Add to that the twist of an audience many of whose members do not speak your language, and you have the raw material for a whimsical evening that is liable to head off in any direction, and usually does.

This is the stage that improv artists in Beijing step out onto, parlaying an art form born in ancient Rome, refined in Europe and the US and passed on to the rest of the world to do with it what it will.

Beijing's contribution to this potpourri comes by dint of its being home to tens of thousands of people from every nation on the planet. That means the lingua franca of improv comedy in the capital is a zany hybrid of Chinese and English, with other languages sometimes thrown in for good measure.

"Switching back and forth and playing around with the language is fun," says Jeffery Schwab, an American who is a member of the Beijing Improv Bilingual Group, who has lived in China for 10 years.

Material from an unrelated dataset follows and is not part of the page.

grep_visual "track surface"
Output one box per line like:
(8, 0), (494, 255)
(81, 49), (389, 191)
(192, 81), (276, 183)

Beijing improv has always been in Chinese and English, and then a bilingual performing troupe was "naturally born" about five years ago, he says. It now has 12 members, half Chinese and half those of other nationalities.

Anete Elken, an Estonian, says that when she arrived in Beijing 18 months ago she shared a hotel dormitory room with an American in town for the third annual Beijing Interactive Arts Improv Festival. She was invited to watch and joined the group later.

"That was my ultimate yuanfen, meeting the improv people," Elken says, adopting the patter of a Beijing improv performer, in which English and Chinese are seamlessly woven together to suit the communication needs of the moment, on and off stage. (Yuanfen conveys the idea of meeting the right person at the right time in the right place.)